2. PREPARING THE FISH & VEGETABLE BASE

  1. Clean and pat dry your fish thoroughly. Removing excess moisture ensures a better roast.
  2. Make a few shallow slits diagonally across the skin of the fish on both sides. This allows seasoning to penetrate and helps with even cooking.
  3. Season both the outside and the cavity of the fish with salt, pepper, and paprika. If using herbs, insert a few sprigs and some sliced garlic inside the cavity.
  4. Drizzle the fish lightly with oil and set aside to absorb the seasoning while you prepare the vegetables.

3. LAYERING THE VEGETABLES

  1. In a large oven-safe baking dish or roasting pan, begin with a base layer of potato slices.
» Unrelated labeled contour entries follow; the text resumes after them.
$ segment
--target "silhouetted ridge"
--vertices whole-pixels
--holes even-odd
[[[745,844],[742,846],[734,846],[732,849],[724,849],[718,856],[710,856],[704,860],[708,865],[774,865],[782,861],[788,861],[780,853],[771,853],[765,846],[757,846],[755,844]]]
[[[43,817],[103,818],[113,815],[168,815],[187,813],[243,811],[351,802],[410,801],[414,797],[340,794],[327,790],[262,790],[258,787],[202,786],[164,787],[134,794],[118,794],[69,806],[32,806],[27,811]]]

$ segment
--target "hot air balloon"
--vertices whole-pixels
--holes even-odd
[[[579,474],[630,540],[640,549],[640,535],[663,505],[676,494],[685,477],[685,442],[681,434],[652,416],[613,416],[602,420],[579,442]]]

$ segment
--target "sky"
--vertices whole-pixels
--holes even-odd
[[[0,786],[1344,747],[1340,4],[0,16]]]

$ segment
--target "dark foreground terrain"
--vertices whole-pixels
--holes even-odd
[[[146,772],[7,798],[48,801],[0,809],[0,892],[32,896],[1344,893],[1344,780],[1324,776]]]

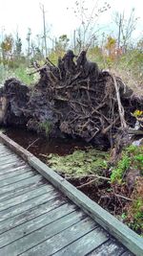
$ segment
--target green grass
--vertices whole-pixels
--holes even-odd
[[[24,83],[31,85],[38,80],[37,75],[29,76],[30,70],[24,65],[17,68],[9,68],[8,66],[0,65],[0,83],[4,84],[5,81],[9,78],[16,78]]]
[[[103,175],[103,171],[108,168],[108,159],[109,152],[88,148],[64,156],[50,154],[47,160],[53,170],[80,177],[90,174]]]
[[[124,182],[123,177],[130,168],[139,170],[143,175],[143,146],[131,145],[123,150],[121,159],[112,171],[112,183]]]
These will act as a natural trivet and absorb delicious juices.
  2. Add a layer of onion rings and half of the bell peppers over the potatoes.
  3. Season with a small pinch of salt and pepper.
  4. Place the fish on top of the vegetables, belly-side down, or arrange them side by side if using more than one.
  5. Scatter the remaining bell peppers, tomato wedges, and garlic slices around and over the fish.
  6. Drizzle the entire dish generously with the remaining oil. Make sure vegetables are lightly coated for even roasting.

4. OVEN ROASTING

  1. Preheat your oven to 200 °C (390 °F). If cooking outdoors like Georgy, use a wood-fired oven or embers for authentic flavor.
  2. Cover the baking dish loosely with aluminum foil or a lid. This traps steam and helps cook the vegetables through.
  3. Roast covered for 25–30 minutes, depending on the size of the fish and vegetables.
  4. After the initial roast, remove the foil and continue roasting for another 10–15 minutes to allow the fish to brown and vegetables to caramelize.
  5. If desired, broil or grill for an extra 3–5 minutes at the end for a crispy finish.

5. SERVING & GARNISHING

  1. Once done, remove the dish from the oven and let it rest for 5–10 minutes. This allows the juices to settle and flavors to harmonize.
  2. Transfer the fish to a serving platter carefully—it should be tender and flaky, so handle gently.
  3. Spoon the roasted vegetables around the fish, letting them shine in their rustic glory.
  4. Garnish with chopped fresh herbs and lemon wedges.
  5. Serve hot with:
    • Rustic flatbread or crusty country bread
    • Pickled onions or a vinegary salad
    • A simple cucumber-yogurt sauce or garlic dip

✅ GEORGY KAVKAZ STYLE NOTES

  • Respect the ingredients – Always uses fresh, quality ingredients and lets them speak for themselves.
  • Less is more – A few spices and vegetables are all you need if they’re cooked well.
  • Fire-roasting magic – Cooking over open fire or coals adds depth of flavor unmatched by modern ovens.
  • Layering with purpose – Placing potatoes on the bottom prevents burning and soaks up all the juices.
  • Rest before serving – As with meat, fish benefits from a short rest after roasting.